Another example is in the definition of ~
, which looks kind of like this:
class (a ~# b) => (a ~ b)
instance (a ~# b) => (a ~ b)
I say "kind of like" because we cannot have an unlifted superclass. But it's a good model. That class definition would get compiled into this datatype definition:
data D~ :: forall k. k -> k -> Constraint where
MkD~ :: forall k (a :: k) (b :: k). { eq_sel :: a ~# b } -> D~ a b
Notice that this is a record with a record selector. (This is how all classes are compiled.) But now we have a problem, because eq_sel
actually has a definition:
eq_sel :: D~ a b -> a ~# b
eq_sel (MkD~ co) = co
This is a function that returns a coercion. But that's not possible in the theory: there is simply no evaluation allowed in coercions. Why do we have this at all? Because when the solver has a Given equality, it needs to get its evidence from somewhere. Specifically, if the solver has g1 :: a ~ b
as a Given, it will look at ~
's superclass and extract a Given a ~# b
. That Given is given a name, say co1
, and it needs a definition. This will be co1 = eq_sel g1
. This binding is tracked in the Bag EvBind
carried around in the solver. In the desugarer, it becomes let co1 = eq_sel g1
. Well -- almost. Because co1
's type is unlifted, we hit the let/app invariant and use a case
binding. This is good, because it means the eq_sel g1
will be sure to be evaluated. All will be OK.
Except in #17267 (closed), all is not OK: the binding for the coercion ends up in a recursive group, and then it's let-bound, unevaluated, and an agent of chaos. The fix for #17267 (closed) is about fixing the constraint solver not to do that, but it's frightening how far GHC got with a recursive binding for a coercion.
The bottom line here is that we must be better in keeping coercions and expressions separate. Specifically:
-
lintCoreExpr
aborts onType
. This is because all types should be arguments to functions; they are handled bylintCoreArgs
. The same should be true for coercions. -
CoVar
s should be born separately fromId
s. That is, removemkLocalIdOrCoVar
. -
Invent a new form of
EvTerm
that binds a coercion. This will not be alet
-binding. -
The desugarer must do SCC analysis to figure out how to desugar the evidence bindings. Currently, this analysis is done after desugaring.

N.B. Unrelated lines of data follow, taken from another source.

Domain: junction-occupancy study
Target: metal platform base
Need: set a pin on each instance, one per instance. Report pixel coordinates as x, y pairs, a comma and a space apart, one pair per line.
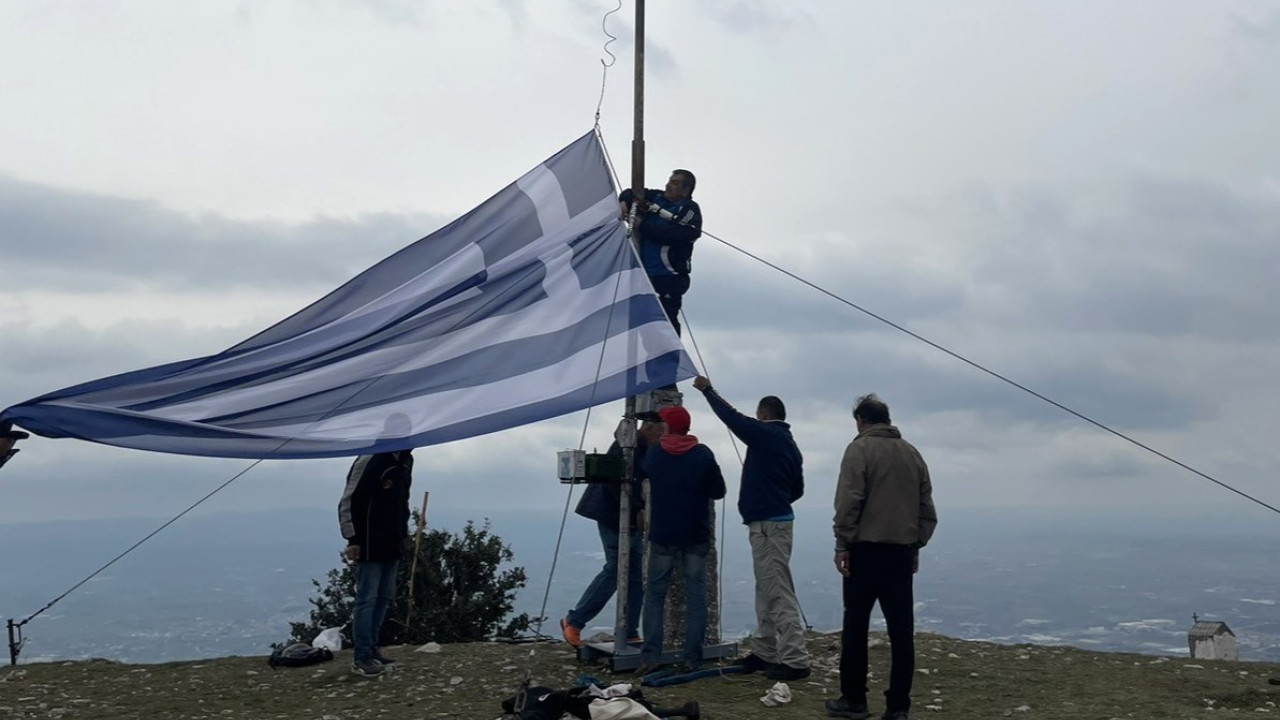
630, 656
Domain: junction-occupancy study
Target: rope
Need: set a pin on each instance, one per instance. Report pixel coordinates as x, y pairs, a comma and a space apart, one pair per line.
151, 534
732, 440
604, 69
995, 374
581, 442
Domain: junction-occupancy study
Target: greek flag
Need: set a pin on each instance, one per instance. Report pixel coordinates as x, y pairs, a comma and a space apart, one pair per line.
530, 306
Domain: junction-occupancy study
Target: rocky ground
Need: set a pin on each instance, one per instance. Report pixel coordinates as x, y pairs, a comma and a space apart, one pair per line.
955, 679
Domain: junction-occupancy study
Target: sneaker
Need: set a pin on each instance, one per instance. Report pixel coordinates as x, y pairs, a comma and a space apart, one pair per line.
786, 673
572, 636
366, 668
755, 664
841, 707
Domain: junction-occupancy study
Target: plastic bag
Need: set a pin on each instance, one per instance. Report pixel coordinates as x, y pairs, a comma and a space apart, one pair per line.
329, 638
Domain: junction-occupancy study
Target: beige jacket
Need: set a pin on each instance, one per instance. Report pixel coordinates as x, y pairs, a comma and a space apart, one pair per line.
883, 492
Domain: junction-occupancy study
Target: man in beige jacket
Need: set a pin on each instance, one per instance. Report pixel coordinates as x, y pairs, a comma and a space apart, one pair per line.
883, 516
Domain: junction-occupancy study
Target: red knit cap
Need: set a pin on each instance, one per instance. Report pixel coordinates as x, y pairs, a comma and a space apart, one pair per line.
676, 418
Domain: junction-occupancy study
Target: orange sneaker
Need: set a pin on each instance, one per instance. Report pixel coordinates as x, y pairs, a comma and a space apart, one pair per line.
572, 636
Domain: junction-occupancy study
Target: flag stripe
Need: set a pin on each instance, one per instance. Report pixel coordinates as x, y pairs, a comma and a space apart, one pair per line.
526, 308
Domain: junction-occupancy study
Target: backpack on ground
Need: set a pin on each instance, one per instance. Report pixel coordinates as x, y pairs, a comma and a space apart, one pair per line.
298, 655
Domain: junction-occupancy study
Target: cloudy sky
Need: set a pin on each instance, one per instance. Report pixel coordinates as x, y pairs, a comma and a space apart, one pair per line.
1084, 197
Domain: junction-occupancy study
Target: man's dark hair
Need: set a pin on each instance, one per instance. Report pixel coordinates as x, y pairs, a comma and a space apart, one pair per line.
773, 408
688, 180
871, 409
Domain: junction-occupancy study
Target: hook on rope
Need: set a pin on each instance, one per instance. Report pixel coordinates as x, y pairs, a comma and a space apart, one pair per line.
613, 59
612, 39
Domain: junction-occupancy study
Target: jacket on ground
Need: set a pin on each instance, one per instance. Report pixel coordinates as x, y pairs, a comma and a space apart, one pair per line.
374, 509
883, 493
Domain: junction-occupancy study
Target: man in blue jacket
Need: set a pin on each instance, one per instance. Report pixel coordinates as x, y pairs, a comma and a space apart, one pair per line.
374, 518
600, 502
772, 479
684, 479
668, 222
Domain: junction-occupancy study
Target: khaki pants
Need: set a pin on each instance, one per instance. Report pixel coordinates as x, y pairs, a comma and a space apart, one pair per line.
780, 634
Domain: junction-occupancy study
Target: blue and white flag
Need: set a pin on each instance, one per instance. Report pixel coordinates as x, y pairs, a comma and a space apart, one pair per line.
530, 306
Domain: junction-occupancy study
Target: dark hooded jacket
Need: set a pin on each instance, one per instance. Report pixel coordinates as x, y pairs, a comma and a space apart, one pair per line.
684, 478
374, 509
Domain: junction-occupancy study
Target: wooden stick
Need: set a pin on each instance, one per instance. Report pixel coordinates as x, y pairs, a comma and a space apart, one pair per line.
412, 570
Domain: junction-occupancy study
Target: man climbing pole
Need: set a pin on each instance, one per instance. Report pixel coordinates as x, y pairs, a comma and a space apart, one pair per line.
667, 223
772, 479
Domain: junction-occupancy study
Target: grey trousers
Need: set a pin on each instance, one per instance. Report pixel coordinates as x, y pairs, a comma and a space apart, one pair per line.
780, 634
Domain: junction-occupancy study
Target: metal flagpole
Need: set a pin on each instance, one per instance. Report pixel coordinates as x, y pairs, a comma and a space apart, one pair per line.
629, 433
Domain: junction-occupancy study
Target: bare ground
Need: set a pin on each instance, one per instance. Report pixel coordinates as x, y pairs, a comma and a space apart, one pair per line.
956, 679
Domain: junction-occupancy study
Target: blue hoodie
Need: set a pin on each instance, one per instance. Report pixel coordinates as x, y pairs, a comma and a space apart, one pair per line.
684, 477
773, 469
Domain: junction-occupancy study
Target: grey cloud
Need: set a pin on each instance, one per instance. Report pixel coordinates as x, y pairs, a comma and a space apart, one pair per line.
1152, 264
1265, 31
758, 17
73, 241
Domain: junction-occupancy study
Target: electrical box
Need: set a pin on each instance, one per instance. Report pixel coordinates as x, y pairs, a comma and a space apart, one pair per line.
656, 400
576, 466
602, 468
571, 465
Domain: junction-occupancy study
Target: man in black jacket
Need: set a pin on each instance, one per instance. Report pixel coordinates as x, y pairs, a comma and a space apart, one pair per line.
668, 222
772, 481
600, 502
374, 518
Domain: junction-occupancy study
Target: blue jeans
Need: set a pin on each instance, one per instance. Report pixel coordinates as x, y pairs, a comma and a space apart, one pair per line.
375, 588
606, 583
662, 564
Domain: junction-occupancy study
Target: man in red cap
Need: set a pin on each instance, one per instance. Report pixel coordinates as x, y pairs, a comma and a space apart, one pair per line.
684, 479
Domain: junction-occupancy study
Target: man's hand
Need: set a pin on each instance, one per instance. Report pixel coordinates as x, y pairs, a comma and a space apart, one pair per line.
842, 561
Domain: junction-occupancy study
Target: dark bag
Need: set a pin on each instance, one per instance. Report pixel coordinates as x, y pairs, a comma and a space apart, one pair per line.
298, 655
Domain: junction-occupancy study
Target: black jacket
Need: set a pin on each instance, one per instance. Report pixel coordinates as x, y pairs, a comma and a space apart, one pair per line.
374, 507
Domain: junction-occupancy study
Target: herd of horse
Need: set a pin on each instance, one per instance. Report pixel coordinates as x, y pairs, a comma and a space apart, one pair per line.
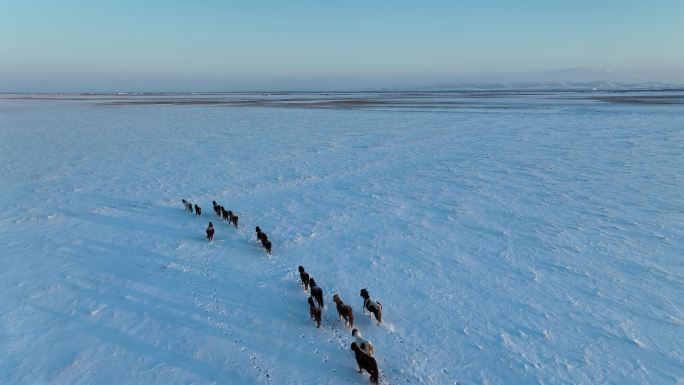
363, 349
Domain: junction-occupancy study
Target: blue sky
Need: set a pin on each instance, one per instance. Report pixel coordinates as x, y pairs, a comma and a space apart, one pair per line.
74, 45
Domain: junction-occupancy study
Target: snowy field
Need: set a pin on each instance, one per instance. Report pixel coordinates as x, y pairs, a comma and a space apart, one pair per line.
512, 239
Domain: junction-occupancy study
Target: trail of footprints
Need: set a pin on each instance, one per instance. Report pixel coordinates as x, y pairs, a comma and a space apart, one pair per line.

But now that we need to desugar equality bindings differently than other ones, it's better to do the SCC analysis first.
-
The desugarer should produce
FloatBind
s, notCoreBind
s as it does today. (FloatBind
allows forcase
bindings.) -
Knock-on effect:
DataCon
will have to be more scrupulous about keeping GADT equalities (which are unlifted) apart from other constraints. This means some work indataConTheta
anddataConSig
(the latter should just be removed, as it's essentially never used).
None of this is required, and I don't think we have a bug beyond #17267 (closed). But it's really a gaping hole in our type system, and it's a matter of good hygiene to sort it out.